NASA has released images from astronaut Randy Bresnik on the International Space Station (ISS), a NASA plane, and an ESA satellite of the wildfires currently raging across California.
The region is currently battling a number of blazes across a huge area of 570 square kilometers (220 square miles), from north of Los Angeles down to almost the Mexico border.
About 200,000 people have been evacuated from their homes so far, with no end in sight to the highly unusual December fires just yet.
From the ISS, 250 miles (400 kilometers) above Earth, the fires are clearly visible, as seen in a number of images snapped by Bresnik.
The largest of the fires at the moment is the Thomas Fire, in Ventura and Santa Barbara, which has scorched 930 square kilometers (360 square miles) in the last week. It is the fifth largest wildfire in the state’s history.
Other fires are starting to be controlled, but since December 4 about 800 buildings have been destroyed. Extreme weather such as low humidity, high winds, and parched ground has fed the flames. President Trump has declared a state of emergency.
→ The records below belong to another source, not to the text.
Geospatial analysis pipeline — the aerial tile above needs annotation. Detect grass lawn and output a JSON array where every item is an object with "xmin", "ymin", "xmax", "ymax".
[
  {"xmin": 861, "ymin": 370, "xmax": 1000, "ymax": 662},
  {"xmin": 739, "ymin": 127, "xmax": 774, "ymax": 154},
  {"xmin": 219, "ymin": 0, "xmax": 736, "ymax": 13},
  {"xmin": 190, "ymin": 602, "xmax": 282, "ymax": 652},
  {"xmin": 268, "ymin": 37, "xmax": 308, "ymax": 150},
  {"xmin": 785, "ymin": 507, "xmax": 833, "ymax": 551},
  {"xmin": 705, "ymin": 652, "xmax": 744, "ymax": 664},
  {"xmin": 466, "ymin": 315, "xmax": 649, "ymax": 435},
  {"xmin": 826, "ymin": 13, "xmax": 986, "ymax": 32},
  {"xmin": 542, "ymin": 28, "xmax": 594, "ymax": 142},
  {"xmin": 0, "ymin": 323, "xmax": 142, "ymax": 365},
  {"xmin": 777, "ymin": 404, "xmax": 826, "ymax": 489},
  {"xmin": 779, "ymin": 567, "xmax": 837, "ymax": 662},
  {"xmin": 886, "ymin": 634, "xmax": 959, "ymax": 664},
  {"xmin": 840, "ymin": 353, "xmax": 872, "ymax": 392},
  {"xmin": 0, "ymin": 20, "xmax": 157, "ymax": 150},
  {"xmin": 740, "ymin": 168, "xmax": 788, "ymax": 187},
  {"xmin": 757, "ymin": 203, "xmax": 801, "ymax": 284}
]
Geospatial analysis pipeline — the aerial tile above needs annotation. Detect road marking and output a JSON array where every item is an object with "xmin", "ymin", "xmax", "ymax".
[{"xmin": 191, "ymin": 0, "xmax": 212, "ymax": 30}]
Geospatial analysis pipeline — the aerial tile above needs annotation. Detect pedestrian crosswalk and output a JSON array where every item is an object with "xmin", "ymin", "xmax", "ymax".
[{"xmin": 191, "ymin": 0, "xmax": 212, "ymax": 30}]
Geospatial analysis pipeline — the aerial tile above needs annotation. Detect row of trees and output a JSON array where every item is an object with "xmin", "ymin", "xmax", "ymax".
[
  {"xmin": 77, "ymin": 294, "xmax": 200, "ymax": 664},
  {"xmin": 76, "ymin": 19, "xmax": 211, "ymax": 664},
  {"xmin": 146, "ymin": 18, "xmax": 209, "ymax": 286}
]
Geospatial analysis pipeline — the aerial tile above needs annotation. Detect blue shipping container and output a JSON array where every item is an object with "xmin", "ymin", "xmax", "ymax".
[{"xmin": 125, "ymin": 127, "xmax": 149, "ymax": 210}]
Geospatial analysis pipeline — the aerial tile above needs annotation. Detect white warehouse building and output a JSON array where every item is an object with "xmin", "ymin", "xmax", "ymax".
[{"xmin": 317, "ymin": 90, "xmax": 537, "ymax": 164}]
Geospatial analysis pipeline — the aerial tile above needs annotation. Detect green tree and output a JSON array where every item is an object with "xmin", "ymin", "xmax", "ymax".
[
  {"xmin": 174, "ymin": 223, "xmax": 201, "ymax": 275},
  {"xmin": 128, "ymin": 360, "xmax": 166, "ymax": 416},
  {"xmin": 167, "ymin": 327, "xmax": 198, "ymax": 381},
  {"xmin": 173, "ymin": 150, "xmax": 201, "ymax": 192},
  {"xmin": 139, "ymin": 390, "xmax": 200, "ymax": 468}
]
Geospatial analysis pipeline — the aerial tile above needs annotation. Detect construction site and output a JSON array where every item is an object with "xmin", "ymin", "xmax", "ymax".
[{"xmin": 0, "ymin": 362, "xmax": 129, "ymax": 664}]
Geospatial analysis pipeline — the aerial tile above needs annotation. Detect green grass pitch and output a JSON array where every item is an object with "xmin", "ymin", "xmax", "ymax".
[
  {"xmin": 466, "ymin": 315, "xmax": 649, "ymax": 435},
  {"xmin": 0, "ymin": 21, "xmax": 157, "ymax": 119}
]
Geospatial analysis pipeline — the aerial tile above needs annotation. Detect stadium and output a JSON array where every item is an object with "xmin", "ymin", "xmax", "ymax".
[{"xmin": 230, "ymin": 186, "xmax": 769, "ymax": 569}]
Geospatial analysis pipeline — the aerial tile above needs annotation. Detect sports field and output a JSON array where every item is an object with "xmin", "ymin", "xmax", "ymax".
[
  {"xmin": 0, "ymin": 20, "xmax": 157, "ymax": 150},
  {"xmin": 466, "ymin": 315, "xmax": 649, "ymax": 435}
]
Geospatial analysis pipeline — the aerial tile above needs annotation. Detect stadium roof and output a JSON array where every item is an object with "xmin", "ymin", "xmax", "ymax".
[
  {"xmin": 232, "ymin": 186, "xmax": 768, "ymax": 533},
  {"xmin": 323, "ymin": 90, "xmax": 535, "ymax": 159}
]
NASA has also been surveying the fires with its high-altitude ER-2 plane. From a height of 21,300 meters (70,000 feet), almost twice as high as a commercial airliner, it has been able to see the extent of the fires on the ground, while an ESA satellite has also taken images.





Yesterday California Governor Jerry Brown branded these fires “the new normal” as a result of climate change, with extreme fire activity like this expected to happen regularly for decades.
"With climate change, some scientists are saying that Southern California is literally burning up," he said, reported CNN.
"So we have to have the resources to combat the fires and we also have to invest in managing the vegetation and forests... in a place that's getting hotter."
Winds were expected to lessen from up to 97 kilometers per hour (60 miles per hour) yesterday to as low as 32 km/h (20 mph) today, giving firefighters a better chance of getting the fires under control.
But with no rain forecast for the region for as much as two weeks, the threat of continued fires looks likely in the run-up to Christmas.
At least one person has died as a result of the Thomas Fire, Virginia Pesola, 70, who died in a crash while evacuating. About 1,000 fire departments across the state continue to be involved in trying to contain the fires.